Генерал Жиро, вызванный в суд в качестве свидетеля, говорил об обвиняемом весьма сдержанно. После приговора он явился ко мне и попросил отсрочить казнь. Я, конечно, мог ответить только отказом. Сам Пьер Пюше до конца утверждал, что он действовал лишь в интересах государства. В последнем своем слове на суде он воскликнул, намекая на де Голля: «Пусть тот, на кого Франция возлагает ныне все свои упования, отнимет у меня жизнь, если это поможет ему выполнить свою миссию. Я отдам ему свою жизнь». Встретил он смерть мужественно, сам скомандовал «пли!» солдатам, назначенным для расстрела. В урагане бедствий, потрясавшем Родину, люди, разделившиеся на два лагеря, хотели вести нацию и государство к целям резко различным и путями прямо противоположными. С этого момента установилось, что ответственность как тех, так и других определяется здесь, на земле, не их намерениями, но их действиями, так как дело идет о спасении родины. Какими бы помыслами люди ни руководились, каждому воздается по его делам. Ну а потом? Потом? Пусть Господь Бог рассудит души мертвых. Пусть Франция похоронит их тела.

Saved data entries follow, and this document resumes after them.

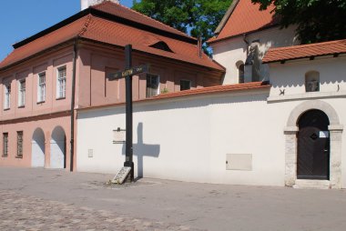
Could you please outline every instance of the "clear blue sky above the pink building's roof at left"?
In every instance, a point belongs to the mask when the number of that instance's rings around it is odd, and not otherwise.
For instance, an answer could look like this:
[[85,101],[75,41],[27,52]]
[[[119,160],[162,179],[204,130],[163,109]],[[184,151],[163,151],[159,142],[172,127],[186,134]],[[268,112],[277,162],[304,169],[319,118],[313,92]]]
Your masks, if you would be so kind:
[[[130,7],[132,0],[120,0]],[[80,0],[0,0],[0,60],[12,45],[80,11]]]

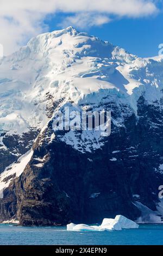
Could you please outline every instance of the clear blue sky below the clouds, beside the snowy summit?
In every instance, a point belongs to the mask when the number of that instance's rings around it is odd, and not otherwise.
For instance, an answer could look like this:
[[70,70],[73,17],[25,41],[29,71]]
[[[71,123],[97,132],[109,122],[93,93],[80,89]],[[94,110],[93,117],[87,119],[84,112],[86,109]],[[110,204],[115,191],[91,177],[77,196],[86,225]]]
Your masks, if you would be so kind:
[[[59,21],[64,19],[63,14],[57,14],[45,22],[49,25],[49,31],[59,26]],[[67,23],[67,26],[71,23]],[[102,26],[91,28],[78,28],[79,31],[86,31],[102,40],[109,41],[114,45],[125,48],[128,52],[139,57],[152,57],[158,55],[159,44],[163,44],[163,13],[140,19],[117,19]]]

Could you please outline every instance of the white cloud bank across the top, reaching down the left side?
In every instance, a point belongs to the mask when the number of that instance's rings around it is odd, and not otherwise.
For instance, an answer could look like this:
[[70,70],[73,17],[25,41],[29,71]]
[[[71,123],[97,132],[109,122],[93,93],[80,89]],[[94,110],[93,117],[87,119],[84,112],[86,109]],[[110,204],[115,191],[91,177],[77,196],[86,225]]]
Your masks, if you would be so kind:
[[155,14],[154,0],[0,0],[0,43],[9,54],[30,37],[45,32],[46,15],[65,13],[64,26],[101,26],[115,17],[144,17]]

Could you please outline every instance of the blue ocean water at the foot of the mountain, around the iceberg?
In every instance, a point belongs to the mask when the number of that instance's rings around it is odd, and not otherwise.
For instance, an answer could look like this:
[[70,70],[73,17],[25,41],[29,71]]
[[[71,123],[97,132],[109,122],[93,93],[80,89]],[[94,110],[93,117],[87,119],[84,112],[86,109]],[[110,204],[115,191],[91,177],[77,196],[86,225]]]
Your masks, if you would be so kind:
[[163,245],[163,225],[122,231],[66,231],[66,227],[0,225],[0,245]]

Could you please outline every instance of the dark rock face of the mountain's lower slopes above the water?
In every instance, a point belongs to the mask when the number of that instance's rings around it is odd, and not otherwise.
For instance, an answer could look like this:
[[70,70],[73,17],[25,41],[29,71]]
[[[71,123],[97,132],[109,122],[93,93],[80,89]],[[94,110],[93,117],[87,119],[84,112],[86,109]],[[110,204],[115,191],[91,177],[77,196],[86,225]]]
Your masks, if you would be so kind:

Но страна, она-то должна жить. Комитет освобождения и старался сделать так, чтобы она могла жить, когда с нее сбросят оковы. Я лично был убежден, что из всего океана финансовых, экономических, социальных проблем, которые тогда немедленно встанут перед нею, практически удастся сделать только то, что заранее будет разработано, подготовлено и решено, а поэтому я сосредоточил значительную часть усилий правительства на будущем предмете его деятельности. Я знал, что нас ждут три смертные опасности: инфляция, нестерпимо низкий уровень заработной платы и оплаты услуг и недостаток продовольствия.
Действительно, из-за выплачивавшейся оккупантам контрибуции на их содержание сумма бумажных денег, находившихся в обращении к весне 1944 втрое превысила сумму, обращавшуюся в 1940, а количество товаров уменьшилось вдвое. Это вызвало огромное повышение реальных цен, бешеную спекуляцию на черном рынке и несказанные лишения для большинства населения. В то же время под нажимом врага, желавшего заполучить для Германии французских рабочих, заработная плата на фабриках и заводах и оклады жалованья служащих были блокированы на основе очень низких тарифов. Зато некоторые коммерсанты, дельцы, посредники получали сказочные барыши. Учитывая и психологический переворот, который должно вызвать освобождение, следовало ожидать, что страну сразу же ожидает катастрофическое обесценение денег, волна социальных требований и голод.